Der frühere Bundesverkehrsminister Andreas Scheuer (CSU) wäre nicht im Parlament, würde man die Wahlrechtsreform auf den heutigen Bundestag anwenden. © imago images/Christian Spicker | Christian Spicker via www.imago-images.de

Die CDU müsste 21 Sitze abgeben, die SPD 18

Auch einige bekannte Persönlichkeiten aus der CDU würden nach den Berechnungen der „Zeit” mit der Reform aus dem aktuellen Bundestag verschwinden. Neben der früheren Staatsministerin Annette Widmann-Mauz und der stellvertretenden Generalsekretärin Christina Stumpp müsste auch Steffen Bilger, ehemaliger Parlamentarischer Staatssekretär und Mitglied des CDU-Bundesvorstands, den Bundestag verlassen. Insgesamt müsste die CDU 21 Sitze abgeben.

Weitere 18 Sitze müsste die SPD räumen. Auffällig ist hier, dass die Partei vor allem viele jungen Mitglieder im Bundestag verlieren würde, darunter Lena Werner und Anna Kassautzki. Zudem müsste Ye-One Rhie aus Aachen ihren Sitz abgeben. Doch das sei Teil des Auftrags, den Bundestag kleiner zu machen, sagt die SPD-Politikerin: „Wir zeigen den Wähler:innen, dass wir auch Reformen beschließen können, die uns selbst betreffen.“ Das Ziel ihres Mandats sei es, Politik für die Menschen zu machen und nicht sich selbst abzusichern. „Ich bin nicht im Bundestag, um Politik für mich zu machen“, sagte Rhie dieser Redaktion.

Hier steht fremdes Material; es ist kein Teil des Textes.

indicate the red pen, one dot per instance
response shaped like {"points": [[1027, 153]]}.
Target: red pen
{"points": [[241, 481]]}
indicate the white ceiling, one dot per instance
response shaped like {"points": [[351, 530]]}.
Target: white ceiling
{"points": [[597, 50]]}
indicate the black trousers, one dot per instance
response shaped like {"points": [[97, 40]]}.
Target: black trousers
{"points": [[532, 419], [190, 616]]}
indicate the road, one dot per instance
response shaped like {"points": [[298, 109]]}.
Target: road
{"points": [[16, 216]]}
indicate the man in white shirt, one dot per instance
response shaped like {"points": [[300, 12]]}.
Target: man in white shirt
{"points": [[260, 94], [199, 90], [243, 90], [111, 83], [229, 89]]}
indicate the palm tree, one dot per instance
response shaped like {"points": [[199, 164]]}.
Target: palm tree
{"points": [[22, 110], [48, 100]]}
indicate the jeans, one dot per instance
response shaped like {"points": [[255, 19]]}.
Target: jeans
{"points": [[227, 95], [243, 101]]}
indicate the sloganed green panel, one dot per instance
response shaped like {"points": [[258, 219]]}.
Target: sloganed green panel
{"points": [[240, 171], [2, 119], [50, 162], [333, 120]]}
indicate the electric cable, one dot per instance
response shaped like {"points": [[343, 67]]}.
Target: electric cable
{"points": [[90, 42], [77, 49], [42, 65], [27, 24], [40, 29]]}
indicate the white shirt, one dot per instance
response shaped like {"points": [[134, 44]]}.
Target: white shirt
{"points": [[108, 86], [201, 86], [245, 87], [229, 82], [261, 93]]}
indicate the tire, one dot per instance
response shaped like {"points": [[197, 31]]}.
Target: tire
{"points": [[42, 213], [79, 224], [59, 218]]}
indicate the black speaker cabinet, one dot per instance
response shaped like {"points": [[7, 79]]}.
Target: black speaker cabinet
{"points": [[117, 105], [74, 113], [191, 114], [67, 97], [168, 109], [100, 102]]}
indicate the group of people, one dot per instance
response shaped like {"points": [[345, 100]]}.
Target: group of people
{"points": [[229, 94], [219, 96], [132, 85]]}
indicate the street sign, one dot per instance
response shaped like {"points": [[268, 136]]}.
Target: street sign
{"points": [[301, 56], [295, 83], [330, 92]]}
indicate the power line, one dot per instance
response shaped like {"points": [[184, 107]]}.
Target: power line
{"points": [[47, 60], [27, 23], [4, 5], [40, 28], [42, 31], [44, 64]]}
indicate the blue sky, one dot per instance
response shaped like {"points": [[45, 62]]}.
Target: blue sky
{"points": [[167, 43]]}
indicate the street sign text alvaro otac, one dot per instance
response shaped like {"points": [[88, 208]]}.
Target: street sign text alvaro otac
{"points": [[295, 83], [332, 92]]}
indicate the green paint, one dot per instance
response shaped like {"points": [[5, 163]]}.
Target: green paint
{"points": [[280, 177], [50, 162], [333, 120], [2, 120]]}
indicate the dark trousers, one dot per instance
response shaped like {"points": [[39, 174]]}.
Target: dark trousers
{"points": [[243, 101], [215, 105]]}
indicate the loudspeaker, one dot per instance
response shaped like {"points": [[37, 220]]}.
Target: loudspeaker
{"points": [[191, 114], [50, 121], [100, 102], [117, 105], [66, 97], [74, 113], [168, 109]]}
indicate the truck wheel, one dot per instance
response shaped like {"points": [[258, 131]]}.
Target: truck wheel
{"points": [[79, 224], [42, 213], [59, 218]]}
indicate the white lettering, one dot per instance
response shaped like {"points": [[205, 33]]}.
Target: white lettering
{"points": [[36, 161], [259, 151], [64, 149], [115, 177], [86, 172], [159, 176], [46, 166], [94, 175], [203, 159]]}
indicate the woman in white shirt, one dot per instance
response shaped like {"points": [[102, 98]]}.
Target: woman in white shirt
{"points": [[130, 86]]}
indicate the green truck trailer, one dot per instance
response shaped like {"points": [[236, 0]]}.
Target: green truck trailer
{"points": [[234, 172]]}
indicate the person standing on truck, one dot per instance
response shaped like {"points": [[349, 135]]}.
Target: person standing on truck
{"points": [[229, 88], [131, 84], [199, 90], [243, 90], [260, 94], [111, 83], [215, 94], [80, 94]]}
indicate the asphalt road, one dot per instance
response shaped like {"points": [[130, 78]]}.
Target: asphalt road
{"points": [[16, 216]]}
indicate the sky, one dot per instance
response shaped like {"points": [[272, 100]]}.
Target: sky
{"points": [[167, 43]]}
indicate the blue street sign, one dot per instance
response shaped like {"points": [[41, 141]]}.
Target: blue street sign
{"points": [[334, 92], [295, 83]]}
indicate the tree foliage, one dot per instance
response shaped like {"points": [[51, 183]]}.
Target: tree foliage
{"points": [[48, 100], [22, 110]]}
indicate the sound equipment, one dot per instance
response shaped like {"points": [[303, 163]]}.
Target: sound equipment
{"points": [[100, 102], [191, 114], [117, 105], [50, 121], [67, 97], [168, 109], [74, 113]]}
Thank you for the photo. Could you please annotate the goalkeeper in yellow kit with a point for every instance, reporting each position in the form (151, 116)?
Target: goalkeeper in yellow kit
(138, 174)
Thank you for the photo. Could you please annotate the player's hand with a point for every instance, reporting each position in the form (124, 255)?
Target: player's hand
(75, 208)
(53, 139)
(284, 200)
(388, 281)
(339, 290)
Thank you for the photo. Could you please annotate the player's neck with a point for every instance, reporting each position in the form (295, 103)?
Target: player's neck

Als Teil der Ampel und somit Unterstützer der Wahlrechtsreform würden auch die Grünen den Verlust von Sitzen hinnehmen müssen. Aus der Partei müssten elf Abgeordnete den Bundestag verlassen, wenn auch niemand der bekanntesten Parteimitglieder. Ihr Mandat verlieren würden unter anderem Lukas Benner, Anja Liebert, Sebastian Schäfer und Awet Tesfaiesus. Unter den neun Sitzen, die die FDP freigeben müsste, wären Politiker wie Manuel Höferlein, Maximilian Mordhorst und Rainer Semet

Kritik an Wahlrechtsreform aus der Opposition

Kritik an der Reform kommt von der Opposition. CDU-Generalsekretär Mario Czaja sprach gegenüber dieser Redaktion im Vorfeld der Abstimmung von einem „verfassungswidrigem Frontalangriff auf die Union als Ganzes“: „Die Verkleinerung des Bundestags bleibt unser gemeinsames Ziel. Jetzt wollen sich Ampel und AfD gemeinsam ein eigenes Wahlrecht schaffen“, sagte Czaja. Es sei den Wählerinnen und Wählern nicht zu vermitteln, dass nicht die Direktstimme sondern ein „kompliziertes statistisches Konstrukt“ entscheiden solle, wer in den Bundestag einziehe. „Auch die Abschaffung der Grundmandatsklausel ist nicht zu erklären“, so Czaja. „Die Koalition gießt damit Öl in das ohnehin schon glimmende Feuer der Politikverdrossenheit im Lande.“

Der Co-Vorsitzende der Linken, Martin Schirdewan, nannte die Reform einen „Angriff auf Demokratie und Pluralismus“. „Mit der geplanten Reform sollen politische Mitbewerber der Ampel aus dem Parlament gekegelt werden, indem die Grundmandatsklausel gestrichen werden soll“, so Schirdewan. Ganze Landstriche könnten damit zukünftig nicht mehr im Bundestag vertreten sein. Man werde jetzt prüfen, wie und ob man vor dem Verfassungsgericht dagegen klagen könnte, sagte Schirdewan.